The push to rebrand Calgary is on the table again. Is the reason to appear ‘more cosmopolitan’ or is re-branding the same as changing the curtains in the office when new occupants move in?
It was said that some feel the city is dominated by corporate and cowboy culture, and it is difficult to fit in if you do not identify with either of those segments. It is also difficult to have a vibrant city without corporate dollars invested. And when did ‘cowboy culture’ become shameful? I was under the impression people choose a city for more opportunity or a more desirable lifestyle, not to change it to something they left – otherwise why move? Being a lifetime Calgarian myself I admit this did set my nerves a bit on edge.
With access to a collective number of newcomers I did my own ‘straw survey’ with a different response. I heard reasons such as “better lifestyle,” “a lower cost of living particularly in housing,” “to be around a ‘lets get things done’ attitude,” “friendly people,” and “opportunity for my family.” I looked at the recent number of thousands of newcomers to Calgary this past year and felt my margin of error was pretty accurate given my targeted respondent. Of course, some came for other reasons of being closer to family, or their occupation allowed them to live anywhere, so, “why not Calgary?”
The last time rebranding became an ‘idea’ was in 2011 when steps were taken to move away from the long-time favourite, “Heart of the West” and re-brand to, “Be Part of the Energy.” We all know how popular that one was, particularly with those who had put Calgary on the map and built the best economy in Canada.

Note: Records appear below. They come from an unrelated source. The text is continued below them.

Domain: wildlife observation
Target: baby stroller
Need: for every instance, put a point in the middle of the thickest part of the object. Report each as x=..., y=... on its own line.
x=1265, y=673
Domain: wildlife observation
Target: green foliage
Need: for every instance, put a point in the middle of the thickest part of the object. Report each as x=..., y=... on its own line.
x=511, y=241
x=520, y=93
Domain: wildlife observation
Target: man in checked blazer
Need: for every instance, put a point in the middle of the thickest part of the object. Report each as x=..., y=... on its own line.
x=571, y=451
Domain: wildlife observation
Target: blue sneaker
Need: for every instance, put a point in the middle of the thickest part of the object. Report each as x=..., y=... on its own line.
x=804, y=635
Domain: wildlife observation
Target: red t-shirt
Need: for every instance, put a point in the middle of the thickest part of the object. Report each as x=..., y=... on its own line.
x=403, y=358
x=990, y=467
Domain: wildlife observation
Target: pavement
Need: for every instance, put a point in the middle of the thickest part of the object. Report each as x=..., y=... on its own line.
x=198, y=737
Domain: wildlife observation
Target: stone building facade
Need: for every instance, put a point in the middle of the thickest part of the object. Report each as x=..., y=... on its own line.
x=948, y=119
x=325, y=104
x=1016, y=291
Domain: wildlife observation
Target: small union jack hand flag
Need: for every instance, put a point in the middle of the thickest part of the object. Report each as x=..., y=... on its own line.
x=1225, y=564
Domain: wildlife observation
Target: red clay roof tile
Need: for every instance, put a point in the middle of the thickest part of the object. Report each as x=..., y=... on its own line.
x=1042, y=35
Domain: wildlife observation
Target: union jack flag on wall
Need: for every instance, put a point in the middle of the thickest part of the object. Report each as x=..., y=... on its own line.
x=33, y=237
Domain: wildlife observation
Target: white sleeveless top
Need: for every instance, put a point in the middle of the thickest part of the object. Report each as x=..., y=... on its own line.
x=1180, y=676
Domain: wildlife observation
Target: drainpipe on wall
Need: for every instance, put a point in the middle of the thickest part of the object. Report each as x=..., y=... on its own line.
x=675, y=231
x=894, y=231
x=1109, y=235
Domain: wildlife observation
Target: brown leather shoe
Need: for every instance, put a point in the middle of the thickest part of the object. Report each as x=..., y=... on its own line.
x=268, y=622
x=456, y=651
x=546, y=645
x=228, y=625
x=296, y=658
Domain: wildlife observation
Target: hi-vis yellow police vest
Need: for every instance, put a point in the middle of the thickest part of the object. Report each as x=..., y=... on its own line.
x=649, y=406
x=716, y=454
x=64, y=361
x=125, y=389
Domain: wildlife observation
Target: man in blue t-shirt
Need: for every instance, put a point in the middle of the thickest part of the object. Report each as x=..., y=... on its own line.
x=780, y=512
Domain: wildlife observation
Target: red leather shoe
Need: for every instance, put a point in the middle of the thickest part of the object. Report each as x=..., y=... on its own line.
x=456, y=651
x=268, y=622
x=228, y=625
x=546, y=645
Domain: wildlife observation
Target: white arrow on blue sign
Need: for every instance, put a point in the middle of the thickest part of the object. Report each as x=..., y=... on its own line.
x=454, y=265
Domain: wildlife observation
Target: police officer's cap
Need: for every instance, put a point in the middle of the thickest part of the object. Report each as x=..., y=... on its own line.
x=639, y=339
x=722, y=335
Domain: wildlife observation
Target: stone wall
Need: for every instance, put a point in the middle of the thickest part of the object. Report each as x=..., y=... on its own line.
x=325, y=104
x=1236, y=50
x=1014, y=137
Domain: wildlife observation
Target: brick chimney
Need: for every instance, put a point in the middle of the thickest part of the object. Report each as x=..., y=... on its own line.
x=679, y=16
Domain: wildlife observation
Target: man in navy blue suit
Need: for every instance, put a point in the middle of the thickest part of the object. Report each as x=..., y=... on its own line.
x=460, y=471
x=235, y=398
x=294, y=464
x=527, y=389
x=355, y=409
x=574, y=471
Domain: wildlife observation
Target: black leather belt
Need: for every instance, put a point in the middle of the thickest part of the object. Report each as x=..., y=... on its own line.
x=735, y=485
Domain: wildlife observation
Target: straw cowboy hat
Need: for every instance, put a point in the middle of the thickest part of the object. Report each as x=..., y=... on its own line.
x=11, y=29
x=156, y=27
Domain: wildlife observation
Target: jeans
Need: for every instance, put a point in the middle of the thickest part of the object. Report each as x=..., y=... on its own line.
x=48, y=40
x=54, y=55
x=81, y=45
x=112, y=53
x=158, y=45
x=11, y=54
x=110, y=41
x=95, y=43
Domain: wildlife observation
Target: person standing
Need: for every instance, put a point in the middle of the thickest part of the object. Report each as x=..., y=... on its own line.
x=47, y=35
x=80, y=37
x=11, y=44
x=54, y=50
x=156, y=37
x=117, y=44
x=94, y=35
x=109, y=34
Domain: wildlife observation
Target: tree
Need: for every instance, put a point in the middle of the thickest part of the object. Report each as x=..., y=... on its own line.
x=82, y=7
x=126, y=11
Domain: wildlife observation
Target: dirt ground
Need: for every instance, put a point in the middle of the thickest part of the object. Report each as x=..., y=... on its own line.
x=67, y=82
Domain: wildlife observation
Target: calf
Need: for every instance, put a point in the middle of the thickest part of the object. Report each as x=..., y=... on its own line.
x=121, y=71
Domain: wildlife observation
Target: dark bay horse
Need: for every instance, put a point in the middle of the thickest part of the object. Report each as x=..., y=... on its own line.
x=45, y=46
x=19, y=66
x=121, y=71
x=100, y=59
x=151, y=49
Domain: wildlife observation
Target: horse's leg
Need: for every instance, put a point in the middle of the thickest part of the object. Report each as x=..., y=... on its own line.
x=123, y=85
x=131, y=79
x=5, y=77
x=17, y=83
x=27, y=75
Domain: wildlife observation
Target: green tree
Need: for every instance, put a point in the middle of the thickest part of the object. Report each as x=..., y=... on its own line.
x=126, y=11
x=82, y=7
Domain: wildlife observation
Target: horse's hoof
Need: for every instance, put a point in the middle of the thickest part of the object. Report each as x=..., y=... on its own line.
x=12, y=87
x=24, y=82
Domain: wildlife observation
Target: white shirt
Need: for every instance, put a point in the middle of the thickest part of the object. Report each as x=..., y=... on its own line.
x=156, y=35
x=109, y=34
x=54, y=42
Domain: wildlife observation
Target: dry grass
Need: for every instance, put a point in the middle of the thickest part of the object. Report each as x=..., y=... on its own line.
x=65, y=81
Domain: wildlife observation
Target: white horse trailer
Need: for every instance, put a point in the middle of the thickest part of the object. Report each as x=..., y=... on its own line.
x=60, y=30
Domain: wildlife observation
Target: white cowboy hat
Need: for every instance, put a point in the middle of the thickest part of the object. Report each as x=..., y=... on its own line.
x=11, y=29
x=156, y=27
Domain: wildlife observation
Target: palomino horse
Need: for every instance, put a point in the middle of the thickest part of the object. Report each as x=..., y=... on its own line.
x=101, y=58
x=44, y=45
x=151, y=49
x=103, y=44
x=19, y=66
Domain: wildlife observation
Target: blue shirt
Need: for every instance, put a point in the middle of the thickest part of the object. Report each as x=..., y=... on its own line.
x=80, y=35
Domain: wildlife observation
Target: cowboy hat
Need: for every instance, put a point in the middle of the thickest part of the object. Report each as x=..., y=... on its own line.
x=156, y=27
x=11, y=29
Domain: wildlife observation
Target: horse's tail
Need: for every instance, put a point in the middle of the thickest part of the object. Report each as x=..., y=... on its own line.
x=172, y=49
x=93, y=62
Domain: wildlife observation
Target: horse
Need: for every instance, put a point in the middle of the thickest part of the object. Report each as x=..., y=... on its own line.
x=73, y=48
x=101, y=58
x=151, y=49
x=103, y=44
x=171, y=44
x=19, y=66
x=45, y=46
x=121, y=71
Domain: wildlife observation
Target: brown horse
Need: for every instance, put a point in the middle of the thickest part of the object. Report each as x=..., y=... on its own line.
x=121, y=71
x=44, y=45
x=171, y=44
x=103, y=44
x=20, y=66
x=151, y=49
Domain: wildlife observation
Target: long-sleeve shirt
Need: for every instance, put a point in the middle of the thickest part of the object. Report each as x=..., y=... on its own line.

There is that conversation around a desire for Calgary to become ‘Silicon Valley 2’ and replace our economic lever of oil and gas. That idea might have been saleable at one point, however, not so much with the new model that work can be done ‘from anywhere.’ Silicon Valley is facing that same challenge. I appreciate re-branding is one idea being explored to lure younger workers to Calgary when oddly, just a few years ago, Calgary boasted the ‘youngest population in Canada.’ So, where did they all go?
In review of other top growing cities across North America, I found because of remote working for some occupations, growth is happening away from larger cities to either towns or smaller cities with populations of no more than several hundred thousand. Their reasons include affordability, better lifestyle, less crime and family lifestyle. None mentioned moving because of the lure of a brand.
So, I am confused about why we would want to change the success story of Calgary! In my travels I find you don’t have to explain Calgary; people know of us for our rodeos, our proximity to Banff and the largest network of Plus 15s. Which leads me to ask, who the heck is trying to get rid of our Plus 15s? Do they forget we live in a cold country and that could end major retail investment in the core? The benefits are many!